Use cases for Power BI:

  • Creating custom business intelligence dashboards for resource and task management
  • Conducting prescriptive analytics and inventory management using granular reports on inventory in multiple warehouses
  • Creating sales scorecards to easily view sales performance zone-wise, product-wise, team-wise, and by many other criteria


Unstructured data analytics tools collect data from various data sources, integrate it, and then clean and analyze the data to produce business insights. They can largely reduce the manual efforts of data storage, integration, and analysis. Traditional relational databases are no longer suitable to process unstructured data because these databases require a proper data format.

This has led to the growth of NoSQL databases like MongoDB, which store data in a flexible schema. MongoDB can also perform analytics on data, using rich query expressions, charts, and aggregation framework. MongoDB’s suite of tools can help in preprocessing data before it is fed into the tools and speed up the analysis process. MongoDB provides connectors for all the major unstructured data analysis tools.


Which tools can be used for analysis of unstructured data?

Some of the best tools for unstructured data analysis are:

  • MongoDB Charts | Powerful visualizations, real-time data insights, embedded analytics.
  • Microsoft Excel | Simple to use, powerful visualizations, ideal for medium datasets.
  • Apache Hadoop | Contains a set of tools to perform data-intensive tasks.
  • Apache Spark | Fast processing, suitable for real-time analytics.
  • Tableau | Great visualizations, apt for non-technical users.
  • Power BI | Integrates data, intuitive, provides rich visualizations and insights.

What is unstructured data analytics?

Unstructured data analytics is the process of using data analytics tools and techniques to clean, process, structure, transform, analyze, and visualize unstructured data to get business insights and make strategic business decisions.
Unstructured data is complex to store and process. Hence, we need sophisticated tools to handle it. Some popular tools for storing unstructured data are Apache Hadoop, NoSQL databases like MongoDB, Apache Hive, and Excel. Popular tools for unstructured data processing and analysis are Power BI, Tableau, RapidMiner, Python, and R.

How do you analyze unstructured data?

To analyze unstructured data, we need a robust storage and integration mechanism. Unstructured data is usually huge in volume and comes in varied formats. Some popular unstructured data analysis tools are Hadoop, RapidMiner, PowerBI, Spark, R, and Tableau. These tools use various unstructured data analysis techniques to analyze and get insights from data.
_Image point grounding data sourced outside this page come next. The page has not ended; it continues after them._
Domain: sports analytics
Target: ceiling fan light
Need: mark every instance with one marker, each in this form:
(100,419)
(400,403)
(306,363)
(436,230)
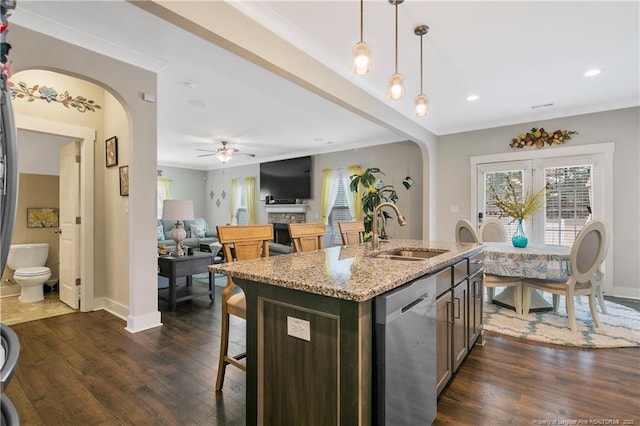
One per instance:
(361,58)
(396,86)
(223,157)
(421,105)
How do you manage unstructured data?

To manage unstructured data:

  • Integrate and store the collected data on a secure and scalable platform.
  • Keep data searchable and accessible.
  • Clean and transform the unstructured data to make it suitable for analysis.
  • Use unstructured data analysis tools and techniques to gain insights.
  • Visualize the insights for reporting and decision-making.
  • Keep the latest data in storage systems at all times.

What does unstructured data look like?

Unstructured data comes in varied formats. Unstructured data can include a huge amount of text, including social media posts and engagements, reviews, survey results, questionnaires, chats, multimedia files like audio, videos, images, and so on. Unstructured data is raw and needs specialized tools for analysis.

Is XML unstructured data?

XML is semi-structured data. XML attributes are grouped together and have a schema. Although XML does not conform to the standard relational database structure, it is still easier to analyze when compared to unstructured data like multimedia files and documents. In addition, XML can have a flexible format, unlike structured data.

Is NoSQL unstructured data?

NoSQL is a popular way to store unstructured data. Unstructured data is more complex, as it doesn’t have a predefined format. Some examples are sensor data, multimedia, and text files. NoSQL databases provide a flexible data model to store and retrieve data. For example, MongoDB, a NoSQL database, stores data as documents, which are easy to traverse and allow multiple nesting levels.